Encode and decode speed

  • Decode: H.264 hardware decode is common—good power efficiency.
  • Encode: libx264 is efficient; realtime 4K often uses GPU encoders.

Hardware acceleration

  • Intel: Quick Sync (h264_qsv, etc., depends on platform and build)
  • NVIDIA: NVENC h264_nvenc
  • Apple: VideoToolbox (h264_videotoolbox)
  • AMD: AMF (h264_amf)

Verify decode on target devices before shipping.


Real-world use cases

Streaming (YouTube, Netflix, etc.)

  • YouTube re-transcodes uploads; masters are often ProRes or high-bitrate H.264/H.265.
  • Large OTTs add HDR, subtitles, DRM; some legacy clients still need H.264-only ladders.

Mobile apps

  • iOS and Android essentially assume H.264 decode.
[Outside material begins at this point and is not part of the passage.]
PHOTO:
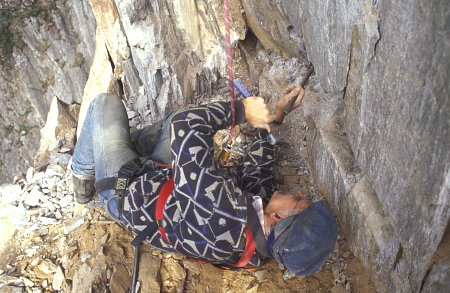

Older devices may require Baseline/Main—validate profiles.

Web browsers

  • MP4 (H.264 + AAC) plays almost everywhere, including Safari—still the lowest-risk choice for broad compatibility.
  • WebRTC often lists H.264 as a interop codec.

Optimization tips

Smaller files without trashing quality

  • Resolution and frame rate dominate bitrate savings.
  • For audio-only speech, AAC 96–128k; for music-heavy, 192–256k is common.
  • CRF + slower preset reduces wasted bits.

Faster encoding

  • Move preset one or two steps faster (mediumfast).
  • Switch to GPU encode (re-check quality).
  • Scale in-encoder, e.g. -vf scale=-2:1080.

Batch automation

#!/usr/bin/env bash
set -euo pipefail
mkdir -p out
for f in *.mov; do
  ffmpeg -y -i "$f" -c:v libx264 -crf 21 -preset medium -pix_fmt yuv420p \
    -c:a aac -b:a 160k "out/${f%.mov}.mp4"
done

On Windows PowerShell, adapt the loop syntax.


Common problems

Compatibility

  • Profile/level mismatch: Some TVs and STBs reject [email protected]—try -level 4.1.
  • Pixel format: yuv420p is the usual minimum for web and mobile.

Quality issues

  • Upscaled sources will not regain detail at higher bitrate—fix source resolution and exposure first.
  • Low bitrate + fast motion often needs more bitrate, GOP tuning, and B-frame settings—not just a higher profile.

Licensing

  • H.264 is covered by many patents; commercial products may need license review. Using an open-source encoder does not automatically clear all rights.

Wrap-up

Summary

  • H.264 remains the baseline codec for compatibility, ecosystem, and hardware decode.
  • In practice, bundle CRF vs target bitrate, preset, profile/level, and yuv420p for stable results.
  • Before moving to HEVC or AV1, lock device targets and legal/licensing constraints.

When to choose H.264

  • Maximum compatibility for web and mobile, low-latency live with broad device support, and intermediate/delivery formats in editing pipelines. For bandwidth-critical cases, compare with the HEVC guide and AV1 guide.